Il disegno di legge ha una serie di sostenitori, tra cui l'American Medical Association, che si oppone ufficialmente al suicidio assistito dal medico, e diversi membri della Camera che sono medici. Il più strenuo di quest'ultimo gruppo è il medico di famiglia Tom Coburn, repubblicano dell'Oklahoma. In ottobre, mentre si schierava a favore della legge, ha denunciato i medici che partecipano ai suicidi assistiti. "Non appena i medici decidono di dare o togliere la vita, non sono più medici", ha detto.

Ma altri, come lo psichiatra Jim McDermott, rappresentante democratico di Washington, si oppongono al Pain Relief Promotion Act. McDermott ritiene che il Congresso non debba legiferare sul modo in cui i medici aiutano i loro pazienti ad affrontare malattie gravi.
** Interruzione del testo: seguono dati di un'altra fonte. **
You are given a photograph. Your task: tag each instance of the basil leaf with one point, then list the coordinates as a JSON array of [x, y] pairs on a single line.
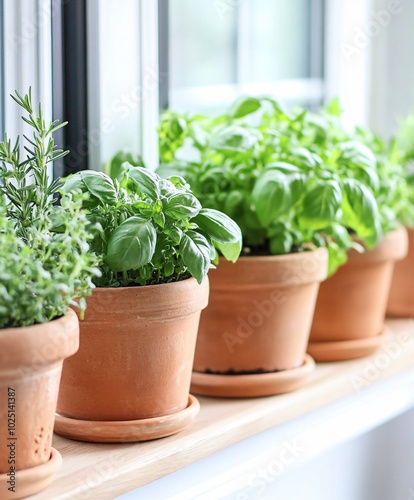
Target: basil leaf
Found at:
[[271, 196], [244, 106], [218, 226], [195, 251], [182, 205], [321, 205], [131, 245], [147, 182], [100, 185]]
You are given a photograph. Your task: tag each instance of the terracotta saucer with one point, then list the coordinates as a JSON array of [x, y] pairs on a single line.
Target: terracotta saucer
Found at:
[[32, 480], [126, 431], [345, 349], [245, 386]]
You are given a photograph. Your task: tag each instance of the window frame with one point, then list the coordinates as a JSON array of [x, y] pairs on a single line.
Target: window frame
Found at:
[[310, 90], [2, 91]]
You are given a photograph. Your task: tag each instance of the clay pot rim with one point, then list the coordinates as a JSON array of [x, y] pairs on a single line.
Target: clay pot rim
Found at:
[[270, 258], [295, 269], [393, 246], [62, 333], [127, 431], [39, 326], [150, 302], [123, 289]]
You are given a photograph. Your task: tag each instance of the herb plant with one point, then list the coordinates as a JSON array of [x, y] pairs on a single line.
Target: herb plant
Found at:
[[398, 158], [45, 264], [291, 180], [151, 230]]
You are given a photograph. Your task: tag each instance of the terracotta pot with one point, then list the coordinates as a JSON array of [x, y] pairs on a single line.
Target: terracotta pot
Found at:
[[401, 299], [136, 353], [30, 368], [260, 313], [351, 304]]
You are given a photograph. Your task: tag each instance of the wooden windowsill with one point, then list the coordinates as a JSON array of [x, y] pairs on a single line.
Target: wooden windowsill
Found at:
[[105, 471]]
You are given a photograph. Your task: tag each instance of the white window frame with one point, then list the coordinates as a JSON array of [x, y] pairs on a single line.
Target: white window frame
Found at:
[[200, 98], [123, 108], [27, 58]]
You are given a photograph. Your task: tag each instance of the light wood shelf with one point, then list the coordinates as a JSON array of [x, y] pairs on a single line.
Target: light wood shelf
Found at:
[[105, 471]]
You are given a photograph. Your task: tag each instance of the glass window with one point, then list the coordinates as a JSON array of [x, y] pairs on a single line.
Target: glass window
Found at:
[[219, 49], [1, 72]]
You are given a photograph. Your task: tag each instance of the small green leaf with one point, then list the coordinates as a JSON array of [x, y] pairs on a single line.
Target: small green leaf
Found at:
[[271, 196], [115, 168], [195, 251], [244, 106], [230, 251], [218, 226], [321, 205], [360, 210], [182, 205], [146, 182], [237, 139], [131, 245], [100, 186]]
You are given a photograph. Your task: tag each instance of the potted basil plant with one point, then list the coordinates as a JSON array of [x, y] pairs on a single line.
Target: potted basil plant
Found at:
[[45, 267], [294, 181], [130, 379], [399, 156], [350, 325], [254, 334]]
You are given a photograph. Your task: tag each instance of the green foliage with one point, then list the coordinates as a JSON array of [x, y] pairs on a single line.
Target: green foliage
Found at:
[[150, 230], [398, 159], [291, 180], [45, 265]]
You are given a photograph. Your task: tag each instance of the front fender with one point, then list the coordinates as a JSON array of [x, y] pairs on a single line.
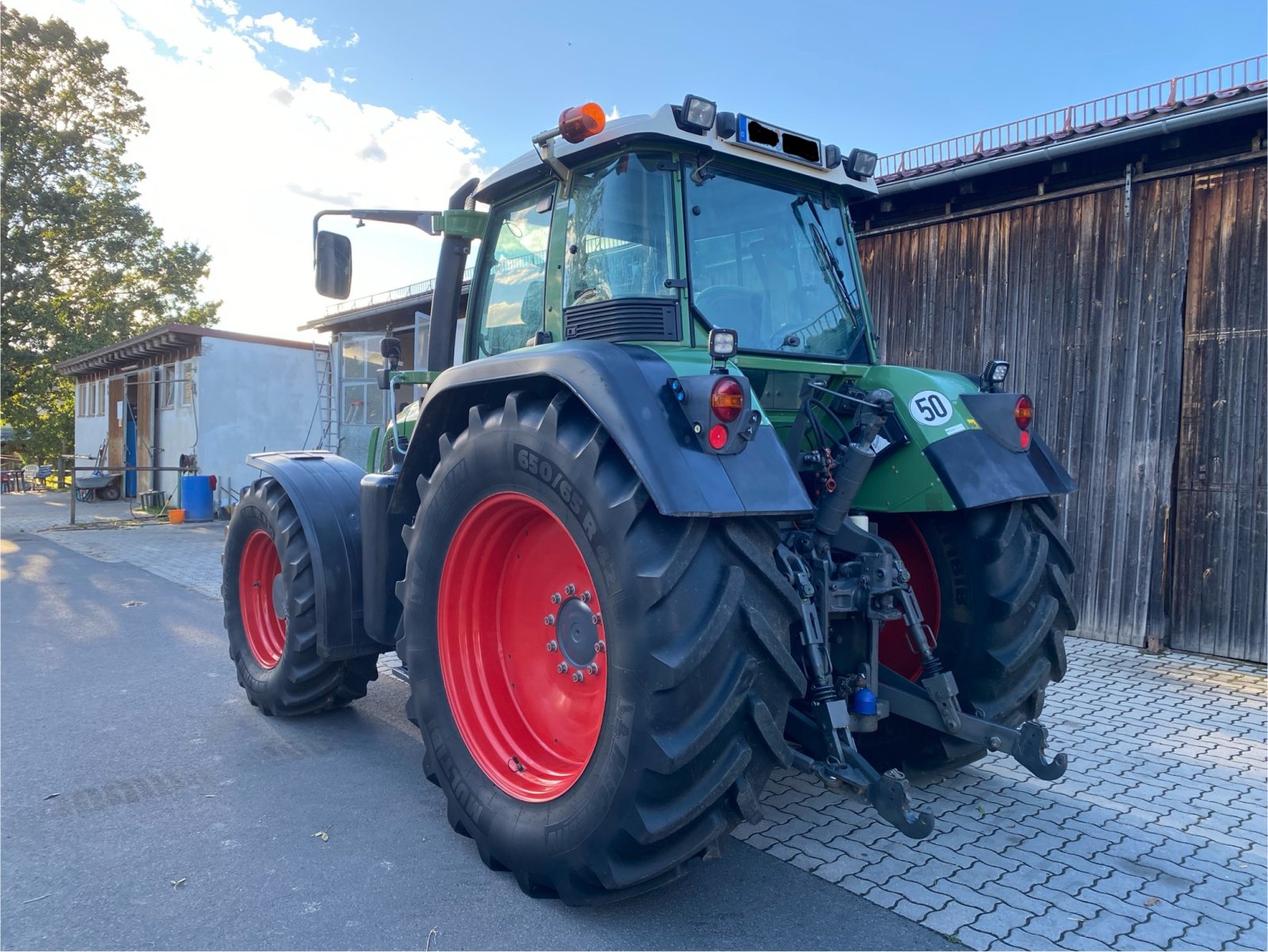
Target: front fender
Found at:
[[953, 463], [624, 388], [325, 491]]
McDermott e gli altri oppositori temono inoltre che l'approvazione della legge possa indurre i medici a esitare nel prescrivere farmaci per il dolore a pazienti non suicidi. "Ogni giorno, nel trattamento legittimo e accettato di pazienti terminali, i medici prescrivono sostanze controllate in dosi che accelerano la morte", ha scritto John A. Kitzhaber, M.D. - governatore democratico dell'Oregon e medico di pronto soccorso - sul Washington Post nel novembre 1999. Questo lascia migliaia di casi ogni anno in cui l'intento del medico potrebbe essere messo in discussione". Di fronte allo spettro di un'indagine da parte della Drug Enforcement Administration, del carcere o della perdita dell'attività, molti medici trattano il dolore in modo meno aggressivo di quanto sia necessario per ottenere un sollievo completo".

Indipendentemente dalla legislazione approvata dal Congresso e dai governi statali e dalla posizione assunta da organizzazioni come l'AMA, il suicidio assistito - come l'eutanasia - rimarrà una questione personale. Porre fine alla vita di un malato terminale continuerà a essere una decisione che il paziente, la sua famiglia e il suo medico prenderanno in privato.